A number of Baker Hostetler lawyers have complained that too many resources are being devoted to the Madoff case at the expense of the rest of the firm’s practice groups.
“We’re now the Madoff firm, just go to our Web site and take a look,” said a lawyer at Baker Hostetler who spoke only on the condition of anonymity because he was not authorized to speak publicly. “All you’ll see is Madoff, Madoff, Madoff.”
(While the firm trumpets the Madoff work on its Web site, the site contains smaller reports on other assignments.)
Another concern is a conflict-of-interest issue: Baker Hostetler would not represent many large banks and wealthy families because they were defendants in Madoff lawsuits. This would also make it a challenge for the Madoff team to join another large national firm with clients, or prospective clients, that have been sued by the trustee.

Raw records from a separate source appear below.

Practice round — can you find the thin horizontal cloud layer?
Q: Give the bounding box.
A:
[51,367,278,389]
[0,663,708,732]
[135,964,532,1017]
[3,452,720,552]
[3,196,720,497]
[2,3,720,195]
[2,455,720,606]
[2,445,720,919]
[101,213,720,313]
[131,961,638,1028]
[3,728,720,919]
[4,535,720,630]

Last year Mr. Sheehan began discussing the possibility of leaving Baker Hostetler with Paul Rowe, the chairman of Greenbaum Rowe. It would have been a good fit. Joining Greenbaum Rowe would allow the Madoff team to operate on its own from New York with the backing of a 100-lawyer firm based in Iselin, N.J., best known for its litigation practices.
Mr. Rowe declined to comment.
Talks advanced far enough along that Greenbaum Rowe had secured two floors of empty space at 666 Fifth Avenue. But after discussions with Baker Hostetler management, Mr. Picard and Mr. Sheehan stayed put.
People briefed on the decision say that the firm did not increase their compensation, but instead devoted more resources to the Madoff litigation.
“The trustee and his counsel are committed to Baker Hostetler and look forward to the continued success that the firm’s legal team has achieved on the Madoff matter,” a spokesman for the firm said.